Strona 1 z 1

RE: problem z rejestracją Ursusa C330

: 26 paź 2010, 9:55
autor: olowaty
Powiedz babie w okienku żeby zaglądnęła w tabelę. Jeżeli będzie dalej się upierać, to jedź na stację i poproś o zaświadczenie. Ja w dowodzie od Renault mam te pola wykreskowane. Bez problemu rejestrowali. Po prostu trafiłeś na oporna sztukę. Spróbuj porozmawiać jeszcze z kierownikiem wydziału.

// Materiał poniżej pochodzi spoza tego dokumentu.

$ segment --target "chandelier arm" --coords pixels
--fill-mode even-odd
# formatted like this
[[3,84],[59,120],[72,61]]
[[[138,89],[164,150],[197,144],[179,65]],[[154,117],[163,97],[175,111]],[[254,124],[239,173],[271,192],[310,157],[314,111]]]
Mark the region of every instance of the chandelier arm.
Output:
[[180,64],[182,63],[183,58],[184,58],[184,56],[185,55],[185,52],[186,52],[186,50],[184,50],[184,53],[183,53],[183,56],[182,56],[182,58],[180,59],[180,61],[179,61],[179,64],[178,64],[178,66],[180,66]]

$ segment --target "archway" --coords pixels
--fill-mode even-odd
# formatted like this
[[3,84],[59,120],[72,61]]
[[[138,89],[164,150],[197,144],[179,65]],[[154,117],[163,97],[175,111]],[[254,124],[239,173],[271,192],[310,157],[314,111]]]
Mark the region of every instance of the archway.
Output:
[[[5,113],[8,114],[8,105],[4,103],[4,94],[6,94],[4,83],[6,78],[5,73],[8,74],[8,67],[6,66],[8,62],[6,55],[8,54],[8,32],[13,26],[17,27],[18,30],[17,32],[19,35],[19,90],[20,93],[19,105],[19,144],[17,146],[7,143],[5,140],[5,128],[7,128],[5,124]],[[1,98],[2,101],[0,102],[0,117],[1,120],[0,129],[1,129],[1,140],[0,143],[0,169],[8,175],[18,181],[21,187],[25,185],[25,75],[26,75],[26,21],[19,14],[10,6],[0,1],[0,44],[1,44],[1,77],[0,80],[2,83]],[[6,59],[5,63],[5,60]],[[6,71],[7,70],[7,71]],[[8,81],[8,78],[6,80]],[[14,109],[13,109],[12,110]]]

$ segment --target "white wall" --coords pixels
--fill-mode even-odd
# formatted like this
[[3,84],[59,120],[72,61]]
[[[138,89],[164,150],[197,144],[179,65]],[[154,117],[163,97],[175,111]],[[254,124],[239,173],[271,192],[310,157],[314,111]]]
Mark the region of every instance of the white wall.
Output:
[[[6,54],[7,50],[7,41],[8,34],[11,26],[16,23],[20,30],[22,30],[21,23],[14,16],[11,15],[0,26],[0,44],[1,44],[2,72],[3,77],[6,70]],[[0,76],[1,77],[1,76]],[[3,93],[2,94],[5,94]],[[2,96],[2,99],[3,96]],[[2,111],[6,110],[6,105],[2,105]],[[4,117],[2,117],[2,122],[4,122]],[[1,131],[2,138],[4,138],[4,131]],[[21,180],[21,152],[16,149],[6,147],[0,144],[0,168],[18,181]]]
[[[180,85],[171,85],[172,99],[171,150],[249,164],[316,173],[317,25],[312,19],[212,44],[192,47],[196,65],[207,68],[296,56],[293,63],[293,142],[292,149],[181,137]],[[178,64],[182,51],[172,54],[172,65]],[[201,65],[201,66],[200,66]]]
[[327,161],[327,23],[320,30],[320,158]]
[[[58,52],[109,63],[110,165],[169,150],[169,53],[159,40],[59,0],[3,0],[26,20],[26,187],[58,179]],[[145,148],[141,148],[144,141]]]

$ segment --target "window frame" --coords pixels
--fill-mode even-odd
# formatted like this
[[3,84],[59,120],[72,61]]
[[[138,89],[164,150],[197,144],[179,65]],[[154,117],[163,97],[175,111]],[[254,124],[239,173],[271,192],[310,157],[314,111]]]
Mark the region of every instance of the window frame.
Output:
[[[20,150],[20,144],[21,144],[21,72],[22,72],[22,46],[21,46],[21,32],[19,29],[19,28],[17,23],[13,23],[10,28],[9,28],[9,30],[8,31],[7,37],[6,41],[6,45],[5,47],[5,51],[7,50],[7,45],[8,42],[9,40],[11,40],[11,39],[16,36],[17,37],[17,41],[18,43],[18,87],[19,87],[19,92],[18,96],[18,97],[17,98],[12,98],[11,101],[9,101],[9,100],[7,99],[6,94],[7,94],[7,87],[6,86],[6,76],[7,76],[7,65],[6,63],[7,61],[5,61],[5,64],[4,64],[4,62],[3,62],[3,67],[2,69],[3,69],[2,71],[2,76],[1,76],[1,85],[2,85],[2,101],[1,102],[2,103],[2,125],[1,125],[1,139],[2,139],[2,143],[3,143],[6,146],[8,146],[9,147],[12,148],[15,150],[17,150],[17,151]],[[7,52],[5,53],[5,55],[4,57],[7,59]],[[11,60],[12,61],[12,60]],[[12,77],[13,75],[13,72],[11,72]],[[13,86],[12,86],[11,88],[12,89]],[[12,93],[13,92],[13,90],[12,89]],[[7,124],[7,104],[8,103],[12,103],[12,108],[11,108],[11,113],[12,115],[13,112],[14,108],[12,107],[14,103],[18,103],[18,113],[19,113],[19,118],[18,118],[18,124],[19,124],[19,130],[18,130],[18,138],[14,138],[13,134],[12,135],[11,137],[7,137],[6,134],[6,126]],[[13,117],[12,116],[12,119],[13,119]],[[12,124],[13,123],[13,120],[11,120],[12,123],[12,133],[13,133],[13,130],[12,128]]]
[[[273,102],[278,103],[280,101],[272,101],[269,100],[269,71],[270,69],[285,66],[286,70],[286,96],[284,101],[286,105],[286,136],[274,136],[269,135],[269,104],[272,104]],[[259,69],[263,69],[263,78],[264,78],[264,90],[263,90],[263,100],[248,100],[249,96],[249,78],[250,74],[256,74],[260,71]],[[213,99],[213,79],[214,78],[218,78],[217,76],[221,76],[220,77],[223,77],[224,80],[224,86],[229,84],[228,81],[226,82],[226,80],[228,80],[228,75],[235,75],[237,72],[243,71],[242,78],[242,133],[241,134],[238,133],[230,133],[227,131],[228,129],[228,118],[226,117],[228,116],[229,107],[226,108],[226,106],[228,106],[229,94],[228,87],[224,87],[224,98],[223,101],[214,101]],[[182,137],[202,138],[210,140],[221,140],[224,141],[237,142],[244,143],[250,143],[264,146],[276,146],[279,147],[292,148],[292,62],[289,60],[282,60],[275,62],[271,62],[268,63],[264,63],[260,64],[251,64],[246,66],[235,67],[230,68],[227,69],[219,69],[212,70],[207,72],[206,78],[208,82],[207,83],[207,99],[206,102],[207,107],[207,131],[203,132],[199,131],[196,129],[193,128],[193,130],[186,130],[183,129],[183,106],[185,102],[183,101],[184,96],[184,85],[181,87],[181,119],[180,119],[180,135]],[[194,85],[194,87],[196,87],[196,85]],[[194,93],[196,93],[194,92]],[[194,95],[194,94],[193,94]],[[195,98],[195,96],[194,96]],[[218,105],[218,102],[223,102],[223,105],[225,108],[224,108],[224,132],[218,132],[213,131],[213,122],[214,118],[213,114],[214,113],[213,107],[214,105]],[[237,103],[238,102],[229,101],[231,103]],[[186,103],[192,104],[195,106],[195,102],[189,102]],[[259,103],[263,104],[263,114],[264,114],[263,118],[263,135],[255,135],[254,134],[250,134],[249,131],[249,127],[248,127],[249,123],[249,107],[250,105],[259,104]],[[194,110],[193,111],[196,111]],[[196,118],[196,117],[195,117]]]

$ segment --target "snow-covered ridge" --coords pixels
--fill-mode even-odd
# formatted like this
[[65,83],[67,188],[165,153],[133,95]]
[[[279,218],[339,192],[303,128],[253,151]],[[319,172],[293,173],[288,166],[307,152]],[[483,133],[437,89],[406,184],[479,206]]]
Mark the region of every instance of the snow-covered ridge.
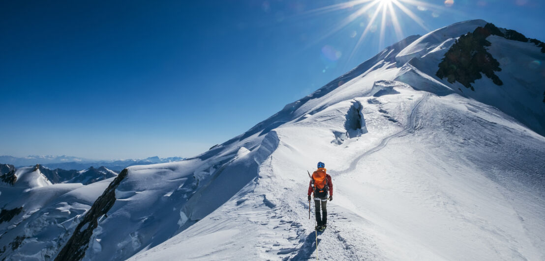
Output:
[[[514,106],[532,101],[543,76],[524,72],[522,86],[515,65],[500,61],[500,77],[520,92],[506,97],[486,77],[471,93],[435,75],[456,39],[486,23],[408,38],[186,160],[35,189],[50,196],[34,206],[25,202],[38,193],[0,188],[4,209],[27,212],[0,223],[0,246],[17,245],[0,258],[308,260],[318,241],[330,260],[543,259],[545,138]],[[540,57],[531,43],[493,38],[489,51],[510,63]],[[526,117],[543,117],[536,108]],[[317,161],[335,198],[318,240],[306,195]],[[24,196],[3,201],[13,195]]]

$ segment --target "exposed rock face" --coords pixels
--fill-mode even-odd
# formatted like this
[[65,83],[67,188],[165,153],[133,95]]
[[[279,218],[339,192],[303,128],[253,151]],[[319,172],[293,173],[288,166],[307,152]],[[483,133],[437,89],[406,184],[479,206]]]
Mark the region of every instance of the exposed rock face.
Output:
[[102,195],[99,197],[76,228],[74,234],[60,250],[55,260],[81,260],[89,247],[89,241],[93,231],[98,226],[99,217],[108,212],[116,202],[116,189],[127,176],[125,169],[118,175]]
[[477,27],[473,33],[461,36],[445,54],[435,75],[441,79],[446,78],[450,83],[458,82],[474,91],[471,84],[482,77],[481,73],[496,85],[503,85],[503,82],[494,72],[501,71],[500,63],[485,48],[491,45],[490,42],[486,40],[490,35],[532,42],[541,48],[541,52],[545,53],[545,44],[543,42],[529,39],[514,30],[498,28],[489,23],[484,27]]
[[15,170],[13,165],[0,164],[0,181],[10,185],[15,184],[17,181]]
[[502,85],[501,80],[494,73],[501,71],[500,63],[485,48],[490,46],[486,38],[492,34],[495,28],[489,24],[460,36],[445,54],[435,75],[441,79],[446,77],[450,83],[458,82],[473,90],[475,90],[471,84],[482,77],[481,73],[492,79],[494,83]]

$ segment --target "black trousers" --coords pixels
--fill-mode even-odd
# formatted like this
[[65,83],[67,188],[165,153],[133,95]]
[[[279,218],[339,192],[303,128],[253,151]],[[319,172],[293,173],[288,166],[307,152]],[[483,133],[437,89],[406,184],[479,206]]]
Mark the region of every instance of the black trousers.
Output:
[[[328,198],[314,198],[314,206],[316,209],[316,223],[318,226],[323,226],[328,222],[328,209],[326,205],[328,204]],[[321,207],[321,208],[320,208]],[[320,215],[320,208],[322,208],[322,215]]]

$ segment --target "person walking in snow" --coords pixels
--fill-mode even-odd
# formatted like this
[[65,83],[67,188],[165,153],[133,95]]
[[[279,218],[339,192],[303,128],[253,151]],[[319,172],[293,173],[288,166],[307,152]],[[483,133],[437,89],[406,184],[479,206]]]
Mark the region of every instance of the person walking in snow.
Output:
[[[325,172],[325,164],[323,162],[318,163],[318,170],[316,170],[311,178],[308,185],[308,202],[311,199],[311,194],[314,193],[314,204],[316,216],[316,229],[322,231],[327,226],[328,210],[326,205],[328,203],[328,192],[329,192],[329,201],[333,200],[333,183],[331,182],[331,176]],[[314,185],[313,186],[313,185]],[[320,215],[320,209],[322,209],[322,215]]]

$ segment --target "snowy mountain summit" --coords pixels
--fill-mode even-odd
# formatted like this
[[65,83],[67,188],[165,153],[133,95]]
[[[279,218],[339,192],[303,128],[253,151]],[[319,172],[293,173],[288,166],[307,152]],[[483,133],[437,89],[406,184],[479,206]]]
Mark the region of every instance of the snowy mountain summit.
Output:
[[[0,181],[0,258],[544,260],[545,50],[515,33],[409,36],[184,161]],[[335,200],[317,239],[318,161]]]

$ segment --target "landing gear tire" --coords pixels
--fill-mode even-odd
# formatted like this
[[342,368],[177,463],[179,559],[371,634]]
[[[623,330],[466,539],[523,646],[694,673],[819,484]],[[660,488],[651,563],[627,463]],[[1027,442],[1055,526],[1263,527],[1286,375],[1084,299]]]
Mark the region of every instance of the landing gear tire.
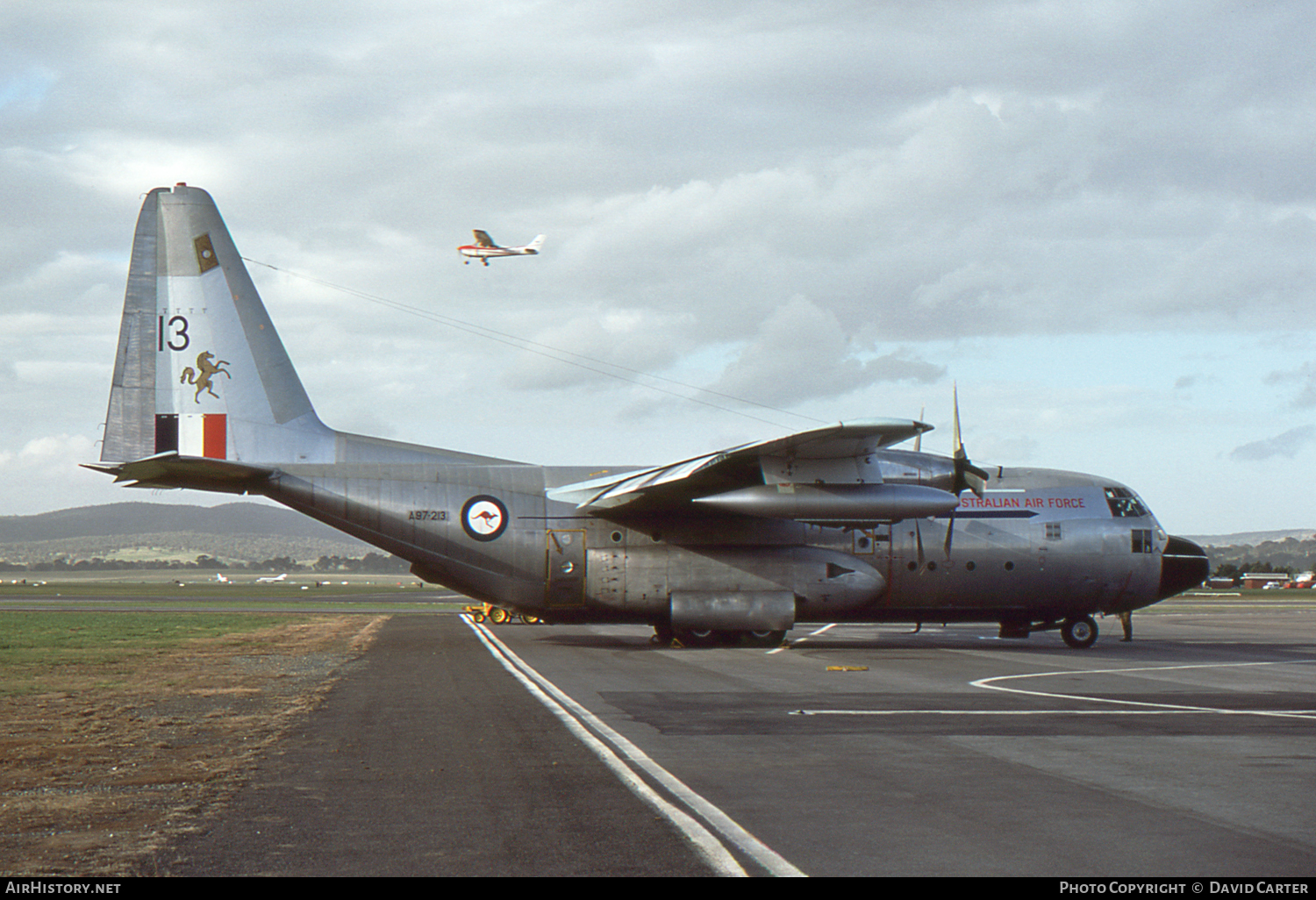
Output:
[[721,641],[719,633],[711,628],[678,629],[676,639],[687,647],[711,647]]
[[1066,618],[1061,625],[1061,637],[1075,650],[1086,650],[1096,643],[1096,622],[1091,616]]

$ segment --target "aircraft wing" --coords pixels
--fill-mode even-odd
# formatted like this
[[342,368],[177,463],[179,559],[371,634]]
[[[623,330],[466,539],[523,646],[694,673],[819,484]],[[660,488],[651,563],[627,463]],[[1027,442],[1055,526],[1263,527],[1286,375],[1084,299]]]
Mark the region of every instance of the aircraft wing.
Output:
[[670,466],[563,484],[550,488],[547,496],[600,514],[622,507],[628,512],[672,509],[695,497],[763,484],[765,470],[774,464],[862,459],[929,430],[932,425],[925,422],[899,418],[840,422],[783,438],[744,443]]

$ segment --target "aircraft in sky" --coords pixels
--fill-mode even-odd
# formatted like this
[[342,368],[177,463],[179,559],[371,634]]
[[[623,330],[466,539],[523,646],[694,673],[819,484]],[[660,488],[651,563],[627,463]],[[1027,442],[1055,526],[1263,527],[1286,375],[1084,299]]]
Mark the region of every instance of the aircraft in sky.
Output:
[[526,243],[524,247],[500,247],[494,243],[494,238],[490,237],[488,232],[482,232],[480,229],[472,229],[471,233],[475,236],[475,243],[463,243],[457,247],[457,251],[466,259],[466,264],[471,264],[471,259],[479,259],[486,266],[490,264],[492,257],[534,257],[540,253],[540,247],[544,246],[544,236],[537,234],[533,241]]
[[[222,359],[207,389],[184,370]],[[1198,545],[1126,486],[896,445],[874,418],[653,467],[545,467],[337,432],[316,416],[211,196],[137,220],[99,463],[117,482],[270,497],[425,582],[550,622],[778,643],[800,622],[996,622],[1090,646],[1094,614],[1199,584]]]

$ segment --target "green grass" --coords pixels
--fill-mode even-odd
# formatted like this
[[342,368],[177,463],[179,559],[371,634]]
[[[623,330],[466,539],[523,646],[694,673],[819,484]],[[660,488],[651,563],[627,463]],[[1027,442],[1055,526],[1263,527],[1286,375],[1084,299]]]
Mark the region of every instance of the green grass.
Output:
[[303,616],[195,612],[0,612],[0,695],[101,687],[193,638],[241,636]]

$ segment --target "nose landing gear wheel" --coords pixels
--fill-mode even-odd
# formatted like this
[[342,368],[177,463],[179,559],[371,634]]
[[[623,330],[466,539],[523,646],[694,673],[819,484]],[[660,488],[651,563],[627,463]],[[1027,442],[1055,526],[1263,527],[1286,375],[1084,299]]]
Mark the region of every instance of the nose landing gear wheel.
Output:
[[1091,616],[1066,618],[1061,625],[1061,637],[1075,650],[1086,650],[1096,643],[1096,622]]

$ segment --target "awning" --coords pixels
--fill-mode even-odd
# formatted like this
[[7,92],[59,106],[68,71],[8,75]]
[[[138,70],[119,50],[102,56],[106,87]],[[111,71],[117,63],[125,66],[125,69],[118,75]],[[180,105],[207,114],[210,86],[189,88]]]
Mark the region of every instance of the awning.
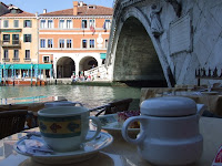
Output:
[[100,53],[100,59],[105,59],[107,58],[107,53]]
[[52,68],[52,64],[34,64],[34,68],[37,68],[36,65],[38,65],[40,70],[50,70]]
[[21,32],[21,30],[7,30],[7,29],[3,29],[3,30],[0,30],[0,32]]
[[[38,65],[38,66],[37,66]],[[3,69],[3,64],[1,64]],[[6,69],[14,69],[14,70],[31,70],[31,64],[6,64]],[[50,70],[52,64],[32,64],[32,69],[38,68],[39,70]]]

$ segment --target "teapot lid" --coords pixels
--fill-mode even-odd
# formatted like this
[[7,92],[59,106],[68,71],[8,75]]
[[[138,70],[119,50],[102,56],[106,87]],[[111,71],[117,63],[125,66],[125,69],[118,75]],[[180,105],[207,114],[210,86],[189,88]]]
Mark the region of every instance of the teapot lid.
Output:
[[189,97],[154,97],[143,101],[140,111],[151,116],[185,116],[196,114],[196,104]]

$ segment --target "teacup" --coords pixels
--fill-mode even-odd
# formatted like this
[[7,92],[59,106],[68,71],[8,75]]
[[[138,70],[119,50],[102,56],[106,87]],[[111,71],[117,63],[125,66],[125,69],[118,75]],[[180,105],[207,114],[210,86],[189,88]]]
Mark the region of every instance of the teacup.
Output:
[[58,102],[48,102],[48,103],[44,103],[44,108],[47,108],[47,107],[54,107],[54,106],[75,106],[77,104],[79,104],[80,106],[83,106],[79,102],[58,101]]
[[[97,124],[91,138],[87,138],[89,120]],[[83,106],[43,108],[38,112],[38,121],[44,142],[57,152],[79,149],[82,143],[94,139],[101,131],[100,120],[90,116],[89,110]]]

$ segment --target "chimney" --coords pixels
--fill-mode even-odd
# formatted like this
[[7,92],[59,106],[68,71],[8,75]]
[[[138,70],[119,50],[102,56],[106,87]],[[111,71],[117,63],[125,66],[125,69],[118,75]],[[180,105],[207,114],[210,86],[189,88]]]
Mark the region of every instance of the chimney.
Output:
[[78,15],[78,1],[73,1],[73,15]]

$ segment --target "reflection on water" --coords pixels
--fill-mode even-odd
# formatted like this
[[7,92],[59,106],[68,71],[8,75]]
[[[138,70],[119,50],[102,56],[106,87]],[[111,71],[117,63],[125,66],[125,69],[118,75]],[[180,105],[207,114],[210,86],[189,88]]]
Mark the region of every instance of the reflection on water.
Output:
[[[131,97],[138,106],[140,89],[111,86],[81,86],[81,85],[48,85],[48,86],[0,86],[0,98],[28,96],[64,96],[69,101],[81,102],[92,108],[107,104],[113,100]],[[134,107],[135,107],[134,106]],[[133,108],[134,108],[133,107]]]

RE: problem z rejestracją Ursusa C330

: 26 paź 2010, 10:28
autor: adam12
Jesli to nie pomoże powiedz ,że chcesz porozmawiac z dyrektorem i jemu wytłumacz.. miałem podobny problem z land roverem tyle ,że brakowało jakiejś tam cyfry

RE: problem z rejestracją Ursusa C330

: 26 paź 2010, 18:25
autor: Bolszewik
A mnie jak byłem na pierwszym przeglądzie to diagnosta dał wydruk na którym wypisane były wszelkie dane pojazdu podpisał się na tym i przybił pieczęć. Oczywiście dowód też podbił. Jak sam powiedział ten dodatkowy kwit daje na wszelki wypadek jak by się kto czepiał, nadmienię że nie pobrał za to dodatkowej opłaty. Widać facet kumaty jest bo dowód był stary "różowy" i nie było tam wszystkich danych.

Może korzystacie z usług marnych stacji diagnostycznych co w połączeniu z niezbyt kompetentnymi urzędnikami daje opłakane skutki .... nerwy, wrzody, itd.....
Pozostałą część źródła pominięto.